Monday, December 31, 2007

Unicode implementer's guide part 6: Input and output

Until now, in my blog posts on Unicode, I've been focusing on internal processing which has only an indirect effect on users. But now I'm thinking about something else: how can you write a text editing widget which potentially supports as many locales as possible? This should generally be the goal when writing internationalized applications, and almost all applications should be eventually internationalized, so why not a text editor?

As it turns out, this is an extremely complicated task, combining the difficulties of input methods and rendering. In this article I'll try to brush on as many relevant topics as possible, trying not to ramble too much on any particular one. Really, each section should probably be given its own blog post.

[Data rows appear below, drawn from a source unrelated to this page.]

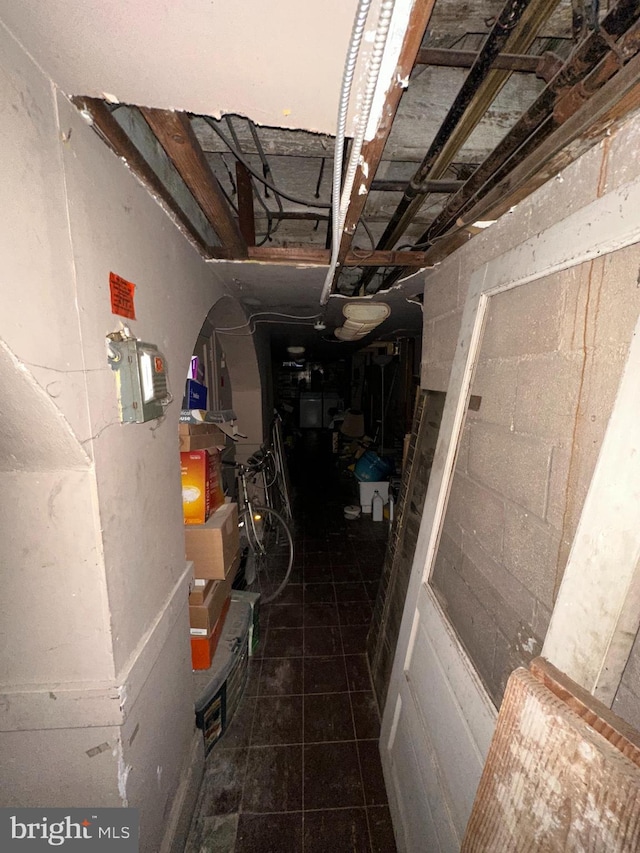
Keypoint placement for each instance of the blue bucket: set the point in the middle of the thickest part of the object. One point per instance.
(371, 468)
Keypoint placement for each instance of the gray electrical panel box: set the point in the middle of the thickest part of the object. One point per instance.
(141, 375)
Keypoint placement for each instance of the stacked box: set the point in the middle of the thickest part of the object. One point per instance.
(213, 547)
(218, 690)
(199, 590)
(201, 437)
(208, 605)
(202, 491)
(204, 617)
(204, 648)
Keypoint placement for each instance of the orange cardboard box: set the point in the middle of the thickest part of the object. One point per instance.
(213, 547)
(204, 648)
(202, 491)
(203, 617)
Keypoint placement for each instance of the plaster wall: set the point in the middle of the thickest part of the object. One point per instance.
(187, 55)
(551, 358)
(95, 656)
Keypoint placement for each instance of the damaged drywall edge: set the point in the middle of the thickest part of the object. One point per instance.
(123, 773)
(388, 76)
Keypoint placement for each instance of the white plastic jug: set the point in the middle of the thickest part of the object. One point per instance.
(377, 506)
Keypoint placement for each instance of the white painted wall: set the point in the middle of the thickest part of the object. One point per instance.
(94, 631)
(197, 55)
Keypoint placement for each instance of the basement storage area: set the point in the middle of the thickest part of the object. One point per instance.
(319, 450)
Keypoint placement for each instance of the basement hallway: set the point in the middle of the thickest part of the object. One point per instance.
(299, 771)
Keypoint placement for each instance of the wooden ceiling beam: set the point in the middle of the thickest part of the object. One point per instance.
(372, 150)
(306, 256)
(123, 147)
(448, 58)
(175, 134)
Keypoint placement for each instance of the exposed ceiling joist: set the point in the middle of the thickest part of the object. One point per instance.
(372, 151)
(515, 28)
(444, 187)
(246, 214)
(176, 136)
(305, 256)
(122, 145)
(449, 58)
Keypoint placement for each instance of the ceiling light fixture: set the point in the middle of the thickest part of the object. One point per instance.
(361, 318)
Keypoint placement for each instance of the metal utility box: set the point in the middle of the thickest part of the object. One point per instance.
(141, 376)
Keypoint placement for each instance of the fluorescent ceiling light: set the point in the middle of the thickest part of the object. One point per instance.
(361, 318)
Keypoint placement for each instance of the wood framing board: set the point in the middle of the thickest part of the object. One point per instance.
(597, 612)
(175, 134)
(551, 782)
(383, 633)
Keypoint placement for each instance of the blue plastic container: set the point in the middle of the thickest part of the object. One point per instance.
(370, 467)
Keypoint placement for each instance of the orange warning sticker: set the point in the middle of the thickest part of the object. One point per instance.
(122, 296)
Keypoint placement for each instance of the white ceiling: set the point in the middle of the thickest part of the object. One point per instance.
(279, 62)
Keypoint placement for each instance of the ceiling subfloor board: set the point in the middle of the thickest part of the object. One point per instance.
(514, 29)
(450, 58)
(305, 256)
(123, 147)
(584, 73)
(372, 150)
(594, 120)
(175, 134)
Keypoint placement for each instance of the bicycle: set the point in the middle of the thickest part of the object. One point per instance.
(266, 535)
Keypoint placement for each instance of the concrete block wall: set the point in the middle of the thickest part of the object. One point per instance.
(551, 358)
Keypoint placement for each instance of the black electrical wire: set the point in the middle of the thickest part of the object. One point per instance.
(266, 170)
(317, 192)
(212, 124)
(263, 203)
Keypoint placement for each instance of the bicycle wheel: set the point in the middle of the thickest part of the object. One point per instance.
(270, 547)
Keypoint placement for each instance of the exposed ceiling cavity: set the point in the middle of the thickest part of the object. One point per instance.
(227, 112)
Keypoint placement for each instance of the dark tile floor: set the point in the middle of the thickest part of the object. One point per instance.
(298, 770)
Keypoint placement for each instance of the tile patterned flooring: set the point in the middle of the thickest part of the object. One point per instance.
(298, 770)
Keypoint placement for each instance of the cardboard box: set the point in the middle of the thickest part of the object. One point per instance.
(204, 648)
(209, 441)
(213, 547)
(202, 491)
(199, 591)
(203, 617)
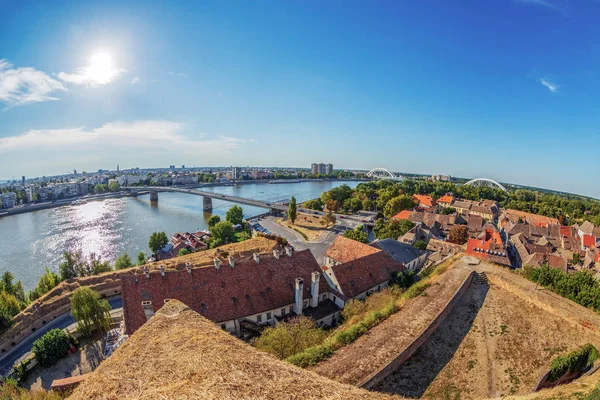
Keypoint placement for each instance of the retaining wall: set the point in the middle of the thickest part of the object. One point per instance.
(412, 347)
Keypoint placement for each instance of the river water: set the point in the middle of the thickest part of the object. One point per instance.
(30, 242)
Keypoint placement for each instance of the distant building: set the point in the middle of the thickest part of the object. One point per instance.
(8, 200)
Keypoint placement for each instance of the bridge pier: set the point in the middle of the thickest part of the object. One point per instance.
(207, 203)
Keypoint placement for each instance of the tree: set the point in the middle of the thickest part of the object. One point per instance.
(51, 347)
(458, 234)
(288, 338)
(213, 220)
(393, 228)
(292, 210)
(357, 234)
(157, 241)
(47, 282)
(222, 233)
(90, 311)
(421, 245)
(315, 204)
(235, 215)
(123, 262)
(328, 219)
(397, 204)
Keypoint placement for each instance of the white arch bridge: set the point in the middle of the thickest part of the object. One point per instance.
(485, 182)
(383, 173)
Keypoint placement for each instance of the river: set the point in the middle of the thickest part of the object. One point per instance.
(30, 242)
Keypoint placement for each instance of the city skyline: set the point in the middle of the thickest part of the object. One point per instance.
(504, 91)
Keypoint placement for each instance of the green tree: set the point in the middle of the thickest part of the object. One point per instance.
(157, 241)
(123, 262)
(51, 347)
(315, 204)
(292, 210)
(288, 338)
(392, 229)
(213, 220)
(458, 234)
(47, 282)
(114, 186)
(235, 215)
(397, 204)
(222, 233)
(90, 311)
(357, 234)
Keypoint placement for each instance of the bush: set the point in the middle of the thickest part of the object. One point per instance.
(51, 347)
(576, 361)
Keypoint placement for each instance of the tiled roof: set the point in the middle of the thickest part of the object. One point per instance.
(404, 214)
(362, 274)
(343, 250)
(424, 200)
(222, 294)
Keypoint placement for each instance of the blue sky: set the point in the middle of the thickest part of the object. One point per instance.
(504, 89)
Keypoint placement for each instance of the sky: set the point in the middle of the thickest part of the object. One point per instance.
(504, 89)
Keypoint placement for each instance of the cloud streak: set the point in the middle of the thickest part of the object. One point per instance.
(553, 87)
(19, 86)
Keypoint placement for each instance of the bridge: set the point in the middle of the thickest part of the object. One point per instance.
(207, 197)
(383, 173)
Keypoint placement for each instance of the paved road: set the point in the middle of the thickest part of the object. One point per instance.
(62, 322)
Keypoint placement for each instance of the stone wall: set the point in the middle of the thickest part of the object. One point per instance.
(412, 347)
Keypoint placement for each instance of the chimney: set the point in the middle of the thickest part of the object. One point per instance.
(289, 250)
(314, 288)
(298, 296)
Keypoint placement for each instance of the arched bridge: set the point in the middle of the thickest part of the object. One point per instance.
(485, 182)
(382, 173)
(208, 196)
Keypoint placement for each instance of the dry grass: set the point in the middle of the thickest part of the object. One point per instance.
(180, 355)
(306, 224)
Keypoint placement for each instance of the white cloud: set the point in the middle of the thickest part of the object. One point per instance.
(553, 87)
(99, 71)
(20, 86)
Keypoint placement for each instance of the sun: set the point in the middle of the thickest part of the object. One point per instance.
(101, 69)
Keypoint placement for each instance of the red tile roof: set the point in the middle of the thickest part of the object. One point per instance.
(211, 292)
(343, 250)
(404, 214)
(446, 199)
(358, 276)
(589, 241)
(424, 200)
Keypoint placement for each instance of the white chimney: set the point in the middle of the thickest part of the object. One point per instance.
(298, 296)
(314, 288)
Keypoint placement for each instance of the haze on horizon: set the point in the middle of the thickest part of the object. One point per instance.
(505, 90)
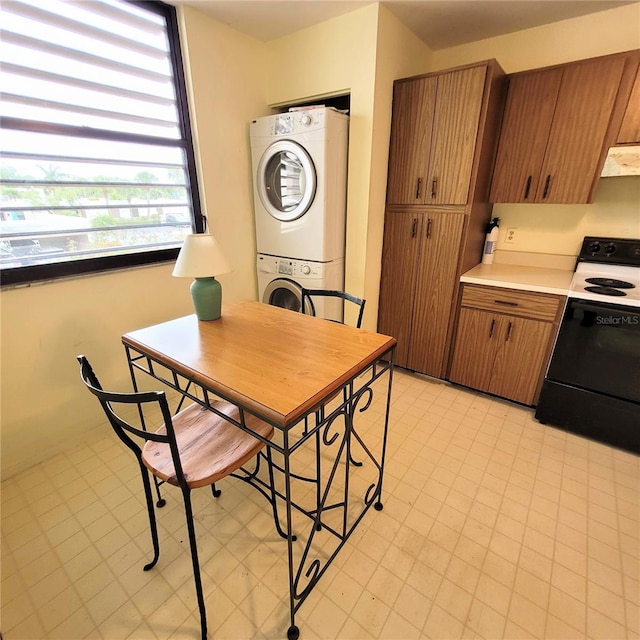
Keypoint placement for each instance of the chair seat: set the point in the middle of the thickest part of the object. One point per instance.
(210, 447)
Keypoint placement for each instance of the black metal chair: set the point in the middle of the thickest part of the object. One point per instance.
(194, 448)
(307, 306)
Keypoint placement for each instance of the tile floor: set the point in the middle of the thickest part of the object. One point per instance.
(494, 527)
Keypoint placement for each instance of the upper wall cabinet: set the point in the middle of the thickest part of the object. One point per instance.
(433, 137)
(555, 132)
(630, 128)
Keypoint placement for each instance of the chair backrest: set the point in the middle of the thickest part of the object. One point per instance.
(114, 404)
(309, 294)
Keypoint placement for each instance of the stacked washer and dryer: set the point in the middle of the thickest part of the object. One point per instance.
(300, 184)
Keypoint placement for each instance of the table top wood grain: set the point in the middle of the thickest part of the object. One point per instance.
(276, 363)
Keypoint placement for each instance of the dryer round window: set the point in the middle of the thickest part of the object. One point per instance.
(286, 294)
(286, 180)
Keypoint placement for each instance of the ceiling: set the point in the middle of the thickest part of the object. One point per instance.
(438, 23)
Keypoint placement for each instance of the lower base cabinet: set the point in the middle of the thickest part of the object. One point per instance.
(503, 341)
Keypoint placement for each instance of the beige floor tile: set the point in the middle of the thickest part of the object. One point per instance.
(493, 527)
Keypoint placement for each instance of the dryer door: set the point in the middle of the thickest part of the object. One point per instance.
(285, 293)
(286, 180)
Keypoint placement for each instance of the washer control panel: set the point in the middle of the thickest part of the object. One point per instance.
(290, 268)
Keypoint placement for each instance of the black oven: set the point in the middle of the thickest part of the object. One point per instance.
(592, 386)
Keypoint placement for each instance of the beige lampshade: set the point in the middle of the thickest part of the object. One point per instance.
(201, 257)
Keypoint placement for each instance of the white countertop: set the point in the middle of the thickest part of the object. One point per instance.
(510, 276)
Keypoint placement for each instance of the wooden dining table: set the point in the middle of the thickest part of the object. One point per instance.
(315, 381)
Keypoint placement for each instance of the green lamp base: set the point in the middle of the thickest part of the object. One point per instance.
(206, 294)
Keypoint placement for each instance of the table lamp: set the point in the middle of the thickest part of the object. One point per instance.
(201, 258)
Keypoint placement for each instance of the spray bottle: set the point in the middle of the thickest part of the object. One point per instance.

To test the Unicode-bind approach, I'm looking at the Factor .91 editor gadget, which pays no attention at all to internationalization and basically parrots back whatever characters it receives. Different keyboard layouts were tested on Mac OS X 10.5, though that shouldn't matter here.

Typing European scripts

European scripts are pretty easy. You just type letters on the keyboard and they appear, always in left-to-right order, on the screen, one character appearing for each keystroke in many languages. This works for English, German, Russian, Georgian and many other languages, but not for, say Spanish or Vietnamese. In those languages, there are characters like é or ở which require multiple keystrokes to input. With a typical Spanish keyboard, to write é, first the ´ key is pressed and then the e key. For ở, you first press the ơ key and then the ̉ key.

There are more complicated input methods for, say, typing é with a US keyboard, and these are system-dependent. On Mac OS X, I use Alt-e to get that first combining ´ mark, and then an e to constitute the character under it. This can be used in any application. In Microsoft Office applications on Windows, you can use Ctrl-' to make a combining ´ mark. Elsewhere, you can't use that key chord, just some complicated keystrokes to input the right hex code. I believe Gnome and KDE each define their own mechanisms for this kind of input.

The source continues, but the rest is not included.